Communication with facially inexpressive older adults fulfills not only the immediate practical and emotional needs of the client but also the ever-present need to relate to others. One erroneously may deny interactions to older adults who are facially inexpressive based on their appearance. However, the need to form relationships does not diminish with age or onset of physical disability. In fact, it may increase.

REFERENCES

  • Blazer, D. (1990). Emotional problems in Uter life: Intervention strategies for professional caregivers. New York: Springer.
  • Boss, B.J. (1996). Pragmatics: Right brain communication. Axon, 17(A), 81-85.
  • DePaulo, B.M., Rosenthal, R., Eisenstat, R.A., Rogers, P.L., & Finkelstein, S. (1978). Decoding discrepant nonverbal cues. Journal of Personality and Social Psychology, 36, 313-323.
  • Ekman, P. (1993). Facial expression and emotion.

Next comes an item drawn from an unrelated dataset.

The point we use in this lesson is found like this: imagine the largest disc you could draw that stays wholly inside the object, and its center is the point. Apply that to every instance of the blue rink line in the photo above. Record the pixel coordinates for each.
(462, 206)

The American Psychologist, 48, 384391.
  • Feyereisen, P. (1986). Production and comprehension of emotional facial expressions in brain damaged subjects. In R. Bruyer (Ed.), The neuropsychology of face perception and facial expression. Hillsdale, NJ: Erlbaum.
  • Reilly, J.S., & Bellugi, U. (1996). Competition on the face: Affect and language in ASL motherese. Journal of Child Language, 2J(I), 219-239.
  • Russell, J.A., & Fernandez-Dols, J.M. (1997). The psychology of facial expression. New York: Cambridge University Press.